For some of these topics, the JumpCloud team uses interactive demos to show users how to implement more advanced features and integrations. The Windows MFA process is just one example.

In the demo, admins walk-through the end user experience of logging into their computer and then receiving and approving an authentication verification on their phone. The JumpCloud team even replicates the frame of a laptop and smartphone for extra immersion.
At the end of the demo, users are invited to check out more guided simulations of JumpCloud functionality or access more documentation pertaining to that use case.
Vitally
Vitally, an all-in-one customer success platform, integrates on-demand video courses with interactive product demos inside its Vitally Academy to educate customers and prospects.
When Academy visitors click into a course, they first see a short video that explains the feature or use case.

As they scroll down the page, they see a list of interactive demos directly related to the content they just saw in the video, creating an immersive “watch and try” experience.

Some interactive tours even start with an embedded video as another intro to the subject before letting the prospect or customer play with the feature themselves.

Making the Academy available to anyone who comes to the Vitally website has several benefits:
- It captures interest early. Prospects who may have bounced without the opportunity to try Vitally out themselves can experience it firsthand, often prompting them to book a demo.
- It reduces training overhead.

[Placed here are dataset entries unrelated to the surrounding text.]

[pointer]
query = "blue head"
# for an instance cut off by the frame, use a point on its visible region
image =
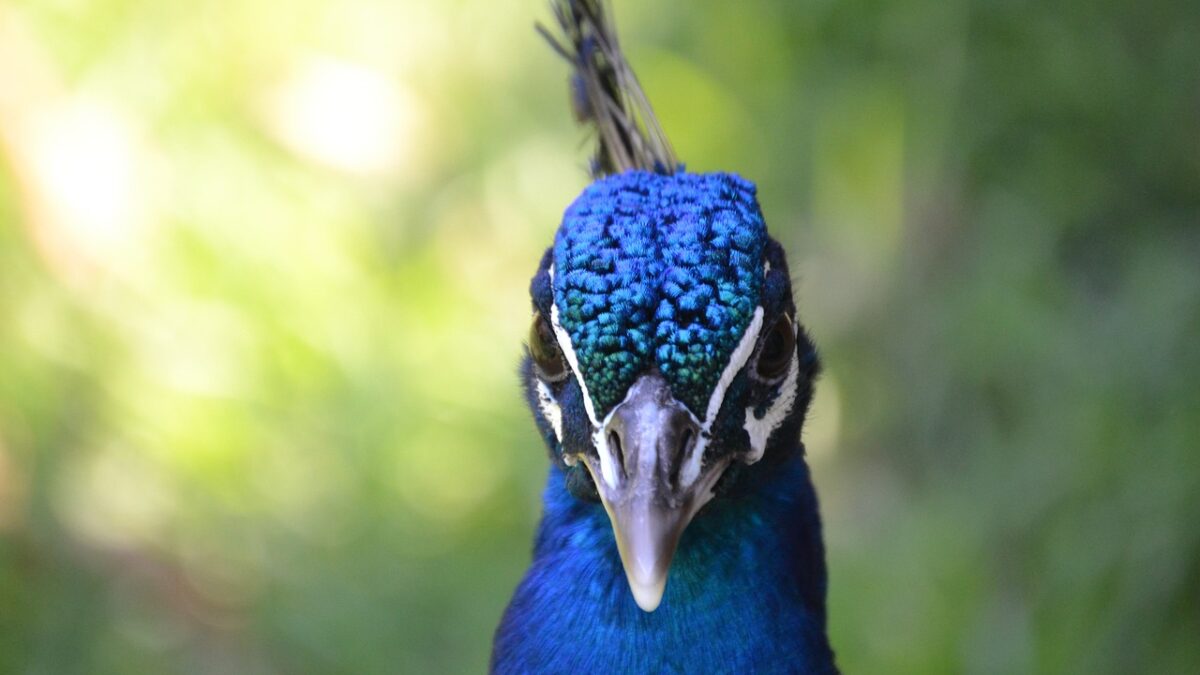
(665, 358)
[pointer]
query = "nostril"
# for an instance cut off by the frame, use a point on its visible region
(685, 442)
(618, 453)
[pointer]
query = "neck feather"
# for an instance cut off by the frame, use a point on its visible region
(747, 586)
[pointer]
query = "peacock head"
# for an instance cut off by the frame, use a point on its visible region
(665, 358)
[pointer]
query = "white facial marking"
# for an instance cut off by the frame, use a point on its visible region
(737, 362)
(550, 408)
(760, 429)
(607, 464)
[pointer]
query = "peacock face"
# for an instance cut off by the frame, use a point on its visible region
(664, 351)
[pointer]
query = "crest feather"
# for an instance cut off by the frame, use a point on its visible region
(605, 91)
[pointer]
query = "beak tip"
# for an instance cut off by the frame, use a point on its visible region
(647, 596)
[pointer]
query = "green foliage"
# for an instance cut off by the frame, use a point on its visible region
(263, 281)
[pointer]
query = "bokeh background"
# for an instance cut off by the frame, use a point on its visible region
(263, 275)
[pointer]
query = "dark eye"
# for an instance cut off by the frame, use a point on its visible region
(778, 347)
(544, 350)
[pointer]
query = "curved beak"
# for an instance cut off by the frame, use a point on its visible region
(648, 473)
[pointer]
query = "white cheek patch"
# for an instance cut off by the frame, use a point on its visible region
(550, 408)
(760, 429)
(607, 464)
(737, 362)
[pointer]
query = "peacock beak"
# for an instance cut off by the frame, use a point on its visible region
(648, 473)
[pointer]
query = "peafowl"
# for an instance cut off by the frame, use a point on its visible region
(670, 377)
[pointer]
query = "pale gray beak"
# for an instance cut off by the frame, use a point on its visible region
(653, 483)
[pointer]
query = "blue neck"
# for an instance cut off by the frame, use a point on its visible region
(745, 592)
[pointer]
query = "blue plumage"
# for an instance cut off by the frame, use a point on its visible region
(670, 377)
(659, 270)
(747, 591)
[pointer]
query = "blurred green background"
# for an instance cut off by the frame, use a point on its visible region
(263, 274)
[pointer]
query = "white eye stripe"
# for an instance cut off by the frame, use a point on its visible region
(550, 408)
(737, 362)
(760, 429)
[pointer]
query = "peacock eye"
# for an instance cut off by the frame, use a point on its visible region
(777, 351)
(544, 350)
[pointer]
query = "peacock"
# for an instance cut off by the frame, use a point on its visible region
(670, 377)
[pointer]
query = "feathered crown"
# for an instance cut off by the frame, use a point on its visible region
(606, 94)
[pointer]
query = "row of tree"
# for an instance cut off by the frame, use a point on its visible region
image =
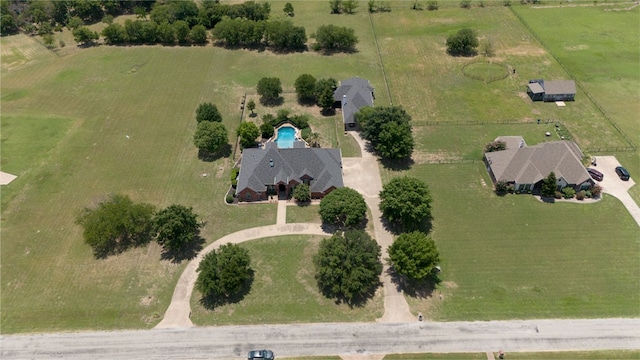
(281, 34)
(117, 224)
(151, 32)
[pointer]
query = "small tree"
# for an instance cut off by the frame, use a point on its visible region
(251, 105)
(83, 35)
(344, 207)
(302, 193)
(267, 130)
(269, 89)
(549, 185)
(210, 136)
(176, 227)
(288, 9)
(116, 224)
(208, 112)
(305, 88)
(348, 266)
(332, 37)
(462, 43)
(198, 34)
(406, 201)
(414, 255)
(248, 132)
(48, 40)
(224, 272)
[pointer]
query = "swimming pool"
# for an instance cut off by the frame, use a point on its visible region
(286, 137)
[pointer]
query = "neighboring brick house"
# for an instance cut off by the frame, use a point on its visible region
(274, 171)
(526, 166)
(352, 94)
(550, 90)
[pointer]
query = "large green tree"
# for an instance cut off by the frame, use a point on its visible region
(414, 255)
(305, 86)
(208, 112)
(175, 226)
(84, 35)
(248, 132)
(324, 92)
(332, 37)
(549, 185)
(344, 207)
(269, 88)
(223, 272)
(116, 224)
(395, 141)
(462, 43)
(388, 129)
(302, 193)
(406, 201)
(348, 266)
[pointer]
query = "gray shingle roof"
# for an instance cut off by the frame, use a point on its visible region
(324, 166)
(354, 93)
(528, 165)
(559, 87)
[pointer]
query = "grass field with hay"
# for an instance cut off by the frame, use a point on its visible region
(80, 124)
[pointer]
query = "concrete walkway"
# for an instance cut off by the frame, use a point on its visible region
(363, 175)
(179, 311)
(612, 185)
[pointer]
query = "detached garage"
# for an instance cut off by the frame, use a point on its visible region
(558, 90)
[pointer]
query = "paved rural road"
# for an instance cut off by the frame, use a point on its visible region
(233, 342)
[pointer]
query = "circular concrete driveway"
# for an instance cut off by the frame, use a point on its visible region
(612, 185)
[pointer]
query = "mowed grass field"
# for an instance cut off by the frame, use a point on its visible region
(514, 257)
(64, 125)
(284, 289)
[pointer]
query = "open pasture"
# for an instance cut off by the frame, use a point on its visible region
(87, 101)
(514, 257)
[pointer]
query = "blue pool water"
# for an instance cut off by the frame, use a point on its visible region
(286, 136)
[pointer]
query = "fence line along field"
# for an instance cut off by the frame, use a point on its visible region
(79, 124)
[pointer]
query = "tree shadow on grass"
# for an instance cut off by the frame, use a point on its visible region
(396, 228)
(120, 245)
(212, 301)
(357, 301)
(272, 102)
(415, 289)
(207, 156)
(397, 165)
(187, 252)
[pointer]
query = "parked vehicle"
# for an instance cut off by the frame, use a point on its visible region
(622, 173)
(261, 355)
(595, 174)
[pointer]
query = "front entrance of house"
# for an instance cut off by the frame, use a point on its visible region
(282, 192)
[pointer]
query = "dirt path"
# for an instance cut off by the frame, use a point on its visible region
(363, 175)
(351, 340)
(179, 311)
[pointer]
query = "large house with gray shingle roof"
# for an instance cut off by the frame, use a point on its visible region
(274, 171)
(352, 94)
(526, 166)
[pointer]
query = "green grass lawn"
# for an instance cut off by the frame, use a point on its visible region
(515, 257)
(65, 119)
(284, 289)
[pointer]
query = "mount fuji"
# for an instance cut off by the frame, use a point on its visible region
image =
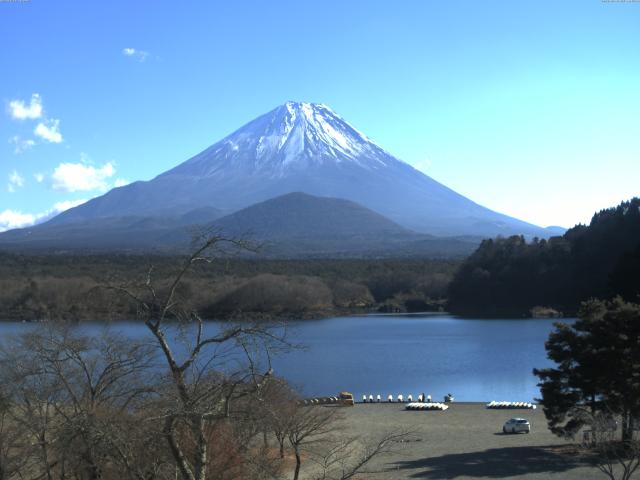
(297, 147)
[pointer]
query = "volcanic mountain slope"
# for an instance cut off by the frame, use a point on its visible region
(298, 224)
(292, 225)
(301, 147)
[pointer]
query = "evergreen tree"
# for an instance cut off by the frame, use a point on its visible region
(598, 368)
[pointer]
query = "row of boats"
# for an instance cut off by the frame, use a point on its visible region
(510, 405)
(402, 399)
(427, 406)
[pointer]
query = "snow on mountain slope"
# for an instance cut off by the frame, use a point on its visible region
(303, 147)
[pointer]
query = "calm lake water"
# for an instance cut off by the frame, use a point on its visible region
(474, 359)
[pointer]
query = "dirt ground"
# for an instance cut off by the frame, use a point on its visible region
(466, 442)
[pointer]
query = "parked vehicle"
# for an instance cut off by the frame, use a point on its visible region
(516, 425)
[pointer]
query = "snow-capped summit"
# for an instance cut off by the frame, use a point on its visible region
(302, 147)
(294, 136)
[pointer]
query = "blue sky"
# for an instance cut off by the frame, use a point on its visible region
(529, 108)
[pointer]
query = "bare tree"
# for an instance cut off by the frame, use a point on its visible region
(348, 457)
(206, 373)
(77, 400)
(617, 459)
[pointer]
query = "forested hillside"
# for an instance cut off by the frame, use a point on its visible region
(510, 276)
(55, 287)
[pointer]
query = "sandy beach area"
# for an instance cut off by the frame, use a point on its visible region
(466, 442)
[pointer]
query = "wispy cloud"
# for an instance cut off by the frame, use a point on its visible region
(139, 55)
(49, 131)
(76, 177)
(20, 144)
(121, 182)
(15, 181)
(10, 219)
(20, 110)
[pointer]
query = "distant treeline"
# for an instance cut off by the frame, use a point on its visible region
(71, 287)
(509, 276)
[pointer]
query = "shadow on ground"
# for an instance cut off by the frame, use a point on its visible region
(494, 463)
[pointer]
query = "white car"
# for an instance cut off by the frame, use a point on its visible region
(516, 425)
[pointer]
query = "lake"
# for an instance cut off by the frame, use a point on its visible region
(474, 359)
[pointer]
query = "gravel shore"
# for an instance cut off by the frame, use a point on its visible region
(466, 441)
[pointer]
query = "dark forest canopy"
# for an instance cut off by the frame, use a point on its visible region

No need to send long documentation or schedule live trainings – Vitally CSMs can just send a link to the Academy and let customers take the courses on their own time.
- It deepens product understanding. Interactive learning usually helps customers grasp key concepts faster and retain them longer.
Want to learn more about mixing product videos and interactive demos? Read about when and how to combine them.
Mixpanel
Mixpanel, a product analytics platform, embeds interactive product demos into its internal customer Academy as well.
Peishan Tan, Head of Customer Success at Mixpanel, explains: “We really wanted to build an entire Mixpanel Academy where we could walk users through how to use the platform. And we didn’t want it to be just text; we wanted interaction. That’s why Navattic is so good.”
In the academy, users get to experience the platform as if they had their own instance, learning how to build funnels and analyze retention, step by step.

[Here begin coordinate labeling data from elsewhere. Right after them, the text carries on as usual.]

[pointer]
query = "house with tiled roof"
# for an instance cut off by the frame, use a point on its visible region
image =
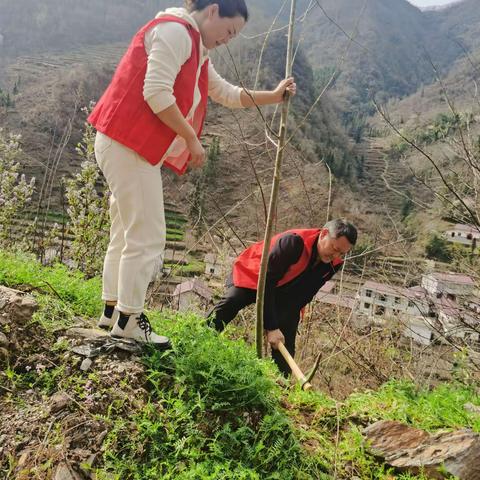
(468, 235)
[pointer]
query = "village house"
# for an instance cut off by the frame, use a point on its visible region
(450, 285)
(426, 311)
(464, 234)
(192, 295)
(330, 295)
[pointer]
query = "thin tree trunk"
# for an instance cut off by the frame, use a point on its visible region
(275, 186)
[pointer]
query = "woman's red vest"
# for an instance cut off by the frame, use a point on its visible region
(123, 114)
(247, 265)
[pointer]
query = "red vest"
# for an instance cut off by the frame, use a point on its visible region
(124, 115)
(247, 265)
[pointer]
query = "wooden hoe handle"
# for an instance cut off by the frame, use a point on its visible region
(297, 373)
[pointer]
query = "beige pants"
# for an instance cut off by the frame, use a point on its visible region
(137, 233)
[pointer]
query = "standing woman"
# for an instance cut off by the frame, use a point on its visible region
(151, 115)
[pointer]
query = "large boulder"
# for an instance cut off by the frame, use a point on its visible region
(438, 456)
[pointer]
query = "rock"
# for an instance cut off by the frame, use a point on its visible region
(17, 304)
(413, 450)
(86, 466)
(22, 461)
(87, 333)
(86, 364)
(58, 402)
(64, 472)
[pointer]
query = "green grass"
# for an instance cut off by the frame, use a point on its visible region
(82, 296)
(211, 410)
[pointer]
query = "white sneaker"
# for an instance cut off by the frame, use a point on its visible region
(108, 322)
(137, 327)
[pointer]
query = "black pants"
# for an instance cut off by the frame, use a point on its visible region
(237, 298)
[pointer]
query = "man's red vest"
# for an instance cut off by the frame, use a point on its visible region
(123, 114)
(247, 265)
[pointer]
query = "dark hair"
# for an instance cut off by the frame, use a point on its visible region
(342, 228)
(227, 8)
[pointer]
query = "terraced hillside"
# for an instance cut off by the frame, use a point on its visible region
(385, 184)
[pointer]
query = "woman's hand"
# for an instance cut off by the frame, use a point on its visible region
(196, 151)
(287, 85)
(274, 337)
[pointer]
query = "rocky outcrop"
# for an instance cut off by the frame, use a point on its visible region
(438, 456)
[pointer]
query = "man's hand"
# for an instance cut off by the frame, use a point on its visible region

The team found that interactive demos make training far more accessible than static videos. Per Peishan:
“What we liked about Navattic was that users can really go at their own pace. They can click, stop, and follow along on their own screens. Video recordings don’t allow that.”
Guided demos have helped Mixpanel:
- Replace dense help articles with hands-on, experiential learning.
- Speed up onboarding and improve user confidence.
- Reduce support tickets by helping users self-solve common setup challenges.
And they’ve also saved the team a ton of time. Over the past year, they saved roughly 160 hours by building 80 Navattic walkthroughs.
“The efficiency gains have allowed Mixpanel’s CS team to focus less on repetitive video production and more on higher-value initiatives,” says Peishan.